Elaine Squires was ordered from her shower after police raided the wrong house

A woman was ordered out of her own bathroom dressed only in a towel...when drug squad officers stormed the wrong house.
Elaine Squires was in the shower at her home in Inkerman Street, Preston, when police used a battering ram to smash the door open.

Her terrified daughter Erin, 22, was downstairs using the computer when officers flooded into the house at around 11.50am on Friday last week.

Mrs Squires, a governor at the nearby Roebuck School in Inkerman Street, says her terrified daughter had to be restrained by officers as she tried to run outside.

It was only when Mrs Squires had been ordered out of her bathroom by police that the officers realised a mistake had been made.

Mrs Squires, who is disabled, said: "It was the most terrifying thing we have ever been through.

"We have noisy neighbours anyway and I was wondering why they were slamming the door so many times, then I just heard my daughter shout up, 'The police are here!'"



Police demanded Mrs Squires, who was wrapped in just a towel, come out of the bathroom.

"Seconds later, the officers realised they had made a mistake.

"One of them handed me my dressing gown and in the meantime I could hear the sergeant shouting 'Out, out'," she said.

"Erin had told them our names and our address and they realised they had got the wrong house. Their excuse was there was no number on the door but there are door numbers a couple of doors down – can they not count?"

Mrs Squires says her daughter, a nursery nurse, is "still shaking" after the ordeal.

She added that it will cost her around £110 for an emergency fix on her front door, although she will be reimbursed for that by police.

A spokesman for Lancashire Constabulary said: "This was a genuine mistake and our neighbourhood policing team have spoken to the lady at length and we have given an unreserved apology.

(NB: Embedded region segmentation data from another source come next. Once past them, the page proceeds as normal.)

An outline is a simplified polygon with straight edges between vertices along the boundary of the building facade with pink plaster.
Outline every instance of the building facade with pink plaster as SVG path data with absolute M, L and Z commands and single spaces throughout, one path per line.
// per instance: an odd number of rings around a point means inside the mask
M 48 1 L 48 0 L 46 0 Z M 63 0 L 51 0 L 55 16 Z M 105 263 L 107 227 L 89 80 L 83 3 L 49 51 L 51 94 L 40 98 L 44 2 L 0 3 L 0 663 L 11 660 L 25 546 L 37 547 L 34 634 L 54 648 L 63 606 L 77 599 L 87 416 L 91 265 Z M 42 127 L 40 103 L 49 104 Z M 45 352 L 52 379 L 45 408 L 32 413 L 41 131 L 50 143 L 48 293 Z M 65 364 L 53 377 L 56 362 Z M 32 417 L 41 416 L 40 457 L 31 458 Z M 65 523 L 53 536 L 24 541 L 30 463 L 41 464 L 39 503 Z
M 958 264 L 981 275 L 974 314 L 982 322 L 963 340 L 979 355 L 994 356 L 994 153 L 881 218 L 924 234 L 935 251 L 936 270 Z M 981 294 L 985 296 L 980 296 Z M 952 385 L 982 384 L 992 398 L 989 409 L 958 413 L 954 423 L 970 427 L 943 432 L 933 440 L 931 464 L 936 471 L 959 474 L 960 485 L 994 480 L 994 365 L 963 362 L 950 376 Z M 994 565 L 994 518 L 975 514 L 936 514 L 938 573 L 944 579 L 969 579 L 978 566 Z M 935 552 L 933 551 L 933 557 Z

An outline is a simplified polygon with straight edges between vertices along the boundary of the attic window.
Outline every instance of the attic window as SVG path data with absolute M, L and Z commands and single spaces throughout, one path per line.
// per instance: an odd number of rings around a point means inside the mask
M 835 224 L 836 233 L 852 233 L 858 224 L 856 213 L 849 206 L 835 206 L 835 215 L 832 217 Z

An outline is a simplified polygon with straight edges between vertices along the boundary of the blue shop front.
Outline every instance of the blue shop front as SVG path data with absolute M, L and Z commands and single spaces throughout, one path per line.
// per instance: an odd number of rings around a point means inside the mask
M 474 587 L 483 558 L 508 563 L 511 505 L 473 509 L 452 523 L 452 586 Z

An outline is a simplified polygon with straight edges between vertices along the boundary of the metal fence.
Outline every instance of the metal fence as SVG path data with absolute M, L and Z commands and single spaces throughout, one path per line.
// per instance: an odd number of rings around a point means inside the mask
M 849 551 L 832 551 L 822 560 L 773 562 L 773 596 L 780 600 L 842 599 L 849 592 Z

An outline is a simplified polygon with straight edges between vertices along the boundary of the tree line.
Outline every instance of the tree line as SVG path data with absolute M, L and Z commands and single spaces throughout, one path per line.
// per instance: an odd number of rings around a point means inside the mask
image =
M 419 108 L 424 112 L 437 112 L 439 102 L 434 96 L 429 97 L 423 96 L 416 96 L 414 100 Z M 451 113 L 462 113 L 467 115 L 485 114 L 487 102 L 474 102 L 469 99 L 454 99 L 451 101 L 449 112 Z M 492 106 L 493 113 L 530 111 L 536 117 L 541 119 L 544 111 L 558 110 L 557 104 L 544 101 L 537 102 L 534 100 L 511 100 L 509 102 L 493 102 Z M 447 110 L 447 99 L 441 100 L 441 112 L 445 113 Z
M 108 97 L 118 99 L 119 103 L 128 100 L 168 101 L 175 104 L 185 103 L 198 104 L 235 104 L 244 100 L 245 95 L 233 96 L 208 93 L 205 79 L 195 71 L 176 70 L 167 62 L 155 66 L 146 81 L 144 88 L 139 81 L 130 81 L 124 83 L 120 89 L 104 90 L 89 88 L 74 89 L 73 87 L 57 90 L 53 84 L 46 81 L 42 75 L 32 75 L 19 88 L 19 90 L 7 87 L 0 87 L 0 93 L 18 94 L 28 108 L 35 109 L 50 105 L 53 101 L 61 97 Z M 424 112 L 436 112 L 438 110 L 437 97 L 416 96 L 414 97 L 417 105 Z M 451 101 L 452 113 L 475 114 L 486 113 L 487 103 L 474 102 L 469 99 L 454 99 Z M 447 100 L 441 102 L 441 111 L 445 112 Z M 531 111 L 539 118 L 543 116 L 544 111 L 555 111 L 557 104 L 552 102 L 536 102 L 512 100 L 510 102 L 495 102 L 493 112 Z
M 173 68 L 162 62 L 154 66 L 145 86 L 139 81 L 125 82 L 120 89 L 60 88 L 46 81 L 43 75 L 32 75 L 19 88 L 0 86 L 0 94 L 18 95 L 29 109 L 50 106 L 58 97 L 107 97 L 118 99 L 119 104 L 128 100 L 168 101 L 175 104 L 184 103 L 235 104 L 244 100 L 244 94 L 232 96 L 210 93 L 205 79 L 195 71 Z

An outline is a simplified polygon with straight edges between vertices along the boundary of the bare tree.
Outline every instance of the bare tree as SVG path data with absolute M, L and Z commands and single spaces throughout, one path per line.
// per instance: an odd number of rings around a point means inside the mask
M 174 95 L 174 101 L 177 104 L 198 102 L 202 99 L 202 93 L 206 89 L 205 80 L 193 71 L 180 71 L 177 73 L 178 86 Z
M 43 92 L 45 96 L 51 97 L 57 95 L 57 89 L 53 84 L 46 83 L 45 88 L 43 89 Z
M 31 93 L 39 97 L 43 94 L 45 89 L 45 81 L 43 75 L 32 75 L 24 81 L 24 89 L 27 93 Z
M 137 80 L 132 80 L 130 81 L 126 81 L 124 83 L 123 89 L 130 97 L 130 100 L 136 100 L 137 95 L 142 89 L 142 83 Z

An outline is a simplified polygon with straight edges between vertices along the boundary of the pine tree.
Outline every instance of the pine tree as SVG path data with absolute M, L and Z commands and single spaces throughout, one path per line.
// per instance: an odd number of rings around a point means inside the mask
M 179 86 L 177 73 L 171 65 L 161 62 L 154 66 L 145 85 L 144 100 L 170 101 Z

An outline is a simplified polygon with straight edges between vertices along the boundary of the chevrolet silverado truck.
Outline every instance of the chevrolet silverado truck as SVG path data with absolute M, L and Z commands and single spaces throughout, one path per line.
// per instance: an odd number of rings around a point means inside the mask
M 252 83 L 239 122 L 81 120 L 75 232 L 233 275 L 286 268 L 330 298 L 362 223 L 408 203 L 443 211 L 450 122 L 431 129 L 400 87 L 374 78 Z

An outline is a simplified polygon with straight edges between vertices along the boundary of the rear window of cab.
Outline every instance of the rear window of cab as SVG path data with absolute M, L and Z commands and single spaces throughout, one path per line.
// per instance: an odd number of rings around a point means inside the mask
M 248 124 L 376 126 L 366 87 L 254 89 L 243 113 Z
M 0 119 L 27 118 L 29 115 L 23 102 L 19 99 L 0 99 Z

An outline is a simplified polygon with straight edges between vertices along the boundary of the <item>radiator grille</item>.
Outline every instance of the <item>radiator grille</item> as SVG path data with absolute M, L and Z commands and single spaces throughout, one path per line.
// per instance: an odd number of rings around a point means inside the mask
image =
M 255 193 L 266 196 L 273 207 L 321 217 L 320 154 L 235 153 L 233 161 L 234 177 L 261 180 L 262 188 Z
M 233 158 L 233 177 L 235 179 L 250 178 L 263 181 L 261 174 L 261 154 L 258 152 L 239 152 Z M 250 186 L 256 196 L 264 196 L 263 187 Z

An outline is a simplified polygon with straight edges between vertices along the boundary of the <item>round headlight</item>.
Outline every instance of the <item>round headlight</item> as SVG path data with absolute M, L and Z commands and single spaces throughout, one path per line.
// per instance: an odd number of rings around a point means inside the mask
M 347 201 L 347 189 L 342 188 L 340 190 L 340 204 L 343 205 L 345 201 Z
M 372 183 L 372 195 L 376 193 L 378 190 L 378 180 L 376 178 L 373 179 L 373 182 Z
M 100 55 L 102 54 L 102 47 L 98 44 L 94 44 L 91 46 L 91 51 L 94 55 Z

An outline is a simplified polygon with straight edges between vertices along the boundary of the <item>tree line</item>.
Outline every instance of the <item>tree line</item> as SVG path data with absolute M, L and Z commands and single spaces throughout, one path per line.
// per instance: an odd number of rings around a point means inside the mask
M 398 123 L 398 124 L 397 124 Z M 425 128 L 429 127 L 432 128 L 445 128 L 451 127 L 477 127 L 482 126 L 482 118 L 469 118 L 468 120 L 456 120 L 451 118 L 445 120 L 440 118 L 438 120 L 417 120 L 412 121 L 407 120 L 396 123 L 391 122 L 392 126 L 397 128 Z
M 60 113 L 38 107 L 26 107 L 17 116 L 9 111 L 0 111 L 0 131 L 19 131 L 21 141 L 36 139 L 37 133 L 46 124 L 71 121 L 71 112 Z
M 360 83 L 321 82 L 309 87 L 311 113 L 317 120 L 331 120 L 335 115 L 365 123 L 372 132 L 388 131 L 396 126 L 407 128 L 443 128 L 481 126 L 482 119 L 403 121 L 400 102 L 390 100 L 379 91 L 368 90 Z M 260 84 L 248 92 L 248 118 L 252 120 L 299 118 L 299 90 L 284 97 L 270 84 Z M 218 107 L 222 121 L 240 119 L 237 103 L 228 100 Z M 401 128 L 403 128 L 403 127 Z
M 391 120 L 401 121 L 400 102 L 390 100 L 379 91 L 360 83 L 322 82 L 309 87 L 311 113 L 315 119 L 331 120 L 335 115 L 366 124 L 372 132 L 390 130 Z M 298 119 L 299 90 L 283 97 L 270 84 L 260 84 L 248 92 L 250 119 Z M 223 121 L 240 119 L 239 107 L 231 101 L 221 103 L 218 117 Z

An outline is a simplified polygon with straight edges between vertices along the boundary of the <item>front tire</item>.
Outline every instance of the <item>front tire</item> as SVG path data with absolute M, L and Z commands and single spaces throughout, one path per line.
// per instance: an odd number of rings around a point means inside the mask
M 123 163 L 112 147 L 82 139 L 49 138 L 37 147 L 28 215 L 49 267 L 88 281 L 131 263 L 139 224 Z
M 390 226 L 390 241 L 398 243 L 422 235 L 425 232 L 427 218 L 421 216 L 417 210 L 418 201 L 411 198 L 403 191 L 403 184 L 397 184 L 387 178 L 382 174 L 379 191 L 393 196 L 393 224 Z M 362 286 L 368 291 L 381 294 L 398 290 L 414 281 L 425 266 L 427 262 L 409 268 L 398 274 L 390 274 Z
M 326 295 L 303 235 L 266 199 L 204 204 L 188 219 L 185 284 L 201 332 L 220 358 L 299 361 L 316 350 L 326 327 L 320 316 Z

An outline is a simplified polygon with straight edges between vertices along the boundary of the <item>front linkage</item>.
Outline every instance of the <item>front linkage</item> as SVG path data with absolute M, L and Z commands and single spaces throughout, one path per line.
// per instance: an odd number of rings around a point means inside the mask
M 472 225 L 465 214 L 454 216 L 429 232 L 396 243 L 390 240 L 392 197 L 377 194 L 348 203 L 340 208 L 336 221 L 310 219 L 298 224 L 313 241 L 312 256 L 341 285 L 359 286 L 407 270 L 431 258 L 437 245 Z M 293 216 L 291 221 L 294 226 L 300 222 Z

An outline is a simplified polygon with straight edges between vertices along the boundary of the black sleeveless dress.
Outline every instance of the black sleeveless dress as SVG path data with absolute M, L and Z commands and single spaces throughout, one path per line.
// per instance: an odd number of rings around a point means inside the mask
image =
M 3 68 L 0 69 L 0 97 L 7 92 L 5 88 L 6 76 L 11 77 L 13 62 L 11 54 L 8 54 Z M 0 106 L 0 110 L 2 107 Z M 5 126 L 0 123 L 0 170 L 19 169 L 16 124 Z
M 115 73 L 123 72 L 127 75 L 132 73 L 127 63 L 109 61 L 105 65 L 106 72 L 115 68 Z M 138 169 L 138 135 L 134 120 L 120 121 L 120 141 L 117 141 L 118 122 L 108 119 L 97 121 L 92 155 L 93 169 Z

"In this instance the warrant was intended for an adjacent property where drugs paraphernalia was recovered










jimtheworzel


flowerofshona2007

And it does happen it happened across the road ! they where ment to raid the close not the road ! scared a whole family half to death !

Digeroo

Quoteno number on the door

I thought we had a duty to display house number clearly. 

OllieC

Lucky for them they got a lie-in. It was about 6 in the morning when we were raided. We had to pay for the repairs ourselves too, even though nothing was found and I was never convicted of anything!

1066

I've also had a wake up call from the police - they took 1 look at us (students) and said wrong house and wrong information  ::)

tomatoada

My work before I retired was  visiting homes, and nothing was more frustrating than those without a clearly displayed number.  On a cold wet day I certainly did not expext to count down from  nearby houses.  Sorry but all delivery/ callers etc will tell you the same.  How would you expect a Doctor to  find you on a dark night?

OllieC

Forgot to say - they also quite happily left my 8 month pregnant wife with the door hanging off it's hinges to sort out the repairs herself (I was erm, otherwise occupied by then...).

Larkshall

Quote from: OllieC on October 21, 2009, 09:42:01
Lucky for them they got a lie-in. It was about 6 in the morning when we were raided. We had to pay for the repairs ourselves too, even though nothing was found and I was never convicted of anything!

You should have reported "Criminal Damage". I would have put a big notice next to the broken door saying "the Police did this".